The ACE Magnesium Reagent is intended for the quantitative determination of magnesium in serum and lithium heparin plasma using the ACE, ACE Alera and ACE Axcel Clinical Chemistry Systems. Magnesium measurements are used in the diagnosis and treatment of hypomagnesemia (abnormally low plasma levels of magnesium) and hypermagnesemia (abnormally high plasma levels of magnesium). This test is intended for use in clinical laboratories or physician office laboratories. For in vitro diagnostic use only.

In the ACE Carbon Dioxide (CO2-LC) Reagent assay, serum carbon dioxide (in the form of bicarbonate) reacts with phosphoenolpyruvate in the presence of phosphoenolpyruvate carboxylase and magnesium to yield oxaloacetic acid and phosphate. In the presence of malate dehydrogenase, the reduced cofactor is oxidized by oxaloacetic acid. The reduced cofactor absorbs strongly at 408 nm whereas its oxidized form does not. The rate of decrease in absorbance, monitored bichromatically at 408 nm/692 nm, is proportional to the carbon dioxide content of the sample.

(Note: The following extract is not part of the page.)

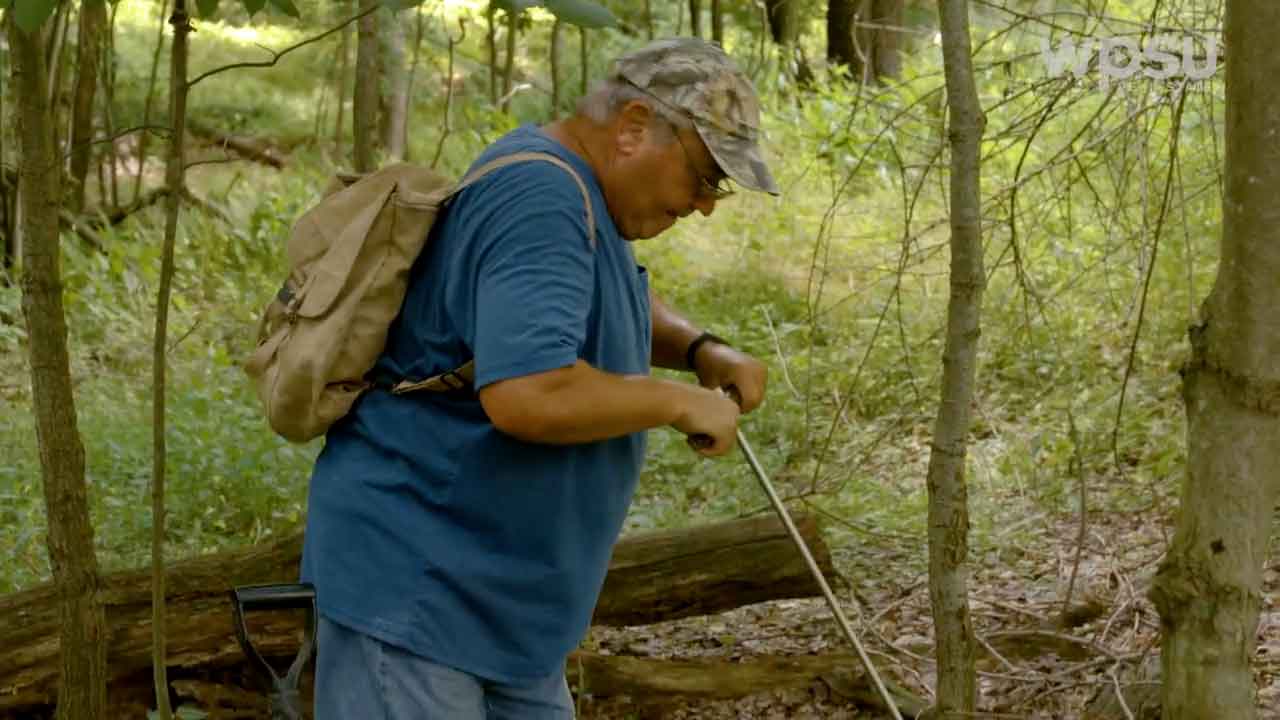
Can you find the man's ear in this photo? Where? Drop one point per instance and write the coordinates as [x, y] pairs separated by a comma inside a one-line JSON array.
[[632, 127]]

In the ACE Direct Bilirubin Reagent assay, sodium nitrite added to sulfanilic acid forms diazotized sulfanilic acid. Bilirubin glucuronide in serum reacts with diazotized sulfanilic acid to form azobilirubin, which absorbs strongly at 554 nm. The increase in absorbance, measured bichromatically at 554 nm/692 nm, one minute after sample addition, is directly proportional to the direct bilirubin concentration.

In the ACE Total Bilirubin Reagent assay, sodium nitrite, when added to sulfanilic acid, forms diazotized sulfanilic acid. Bilirubin in serum reacts with diazotized sulfanilic acid to form azobilirubin, which absorbs strongly at 554 nm. The inclusion of dimethyl sulfoxide (DMSO) in the reagent as an accelerator causes both direct and indirect bilirubin to react rapidly. The increase in absorbance, measured bichromatically at 554 nm/692 nm, is directly proportional to the total bilirubin concentration in the sample.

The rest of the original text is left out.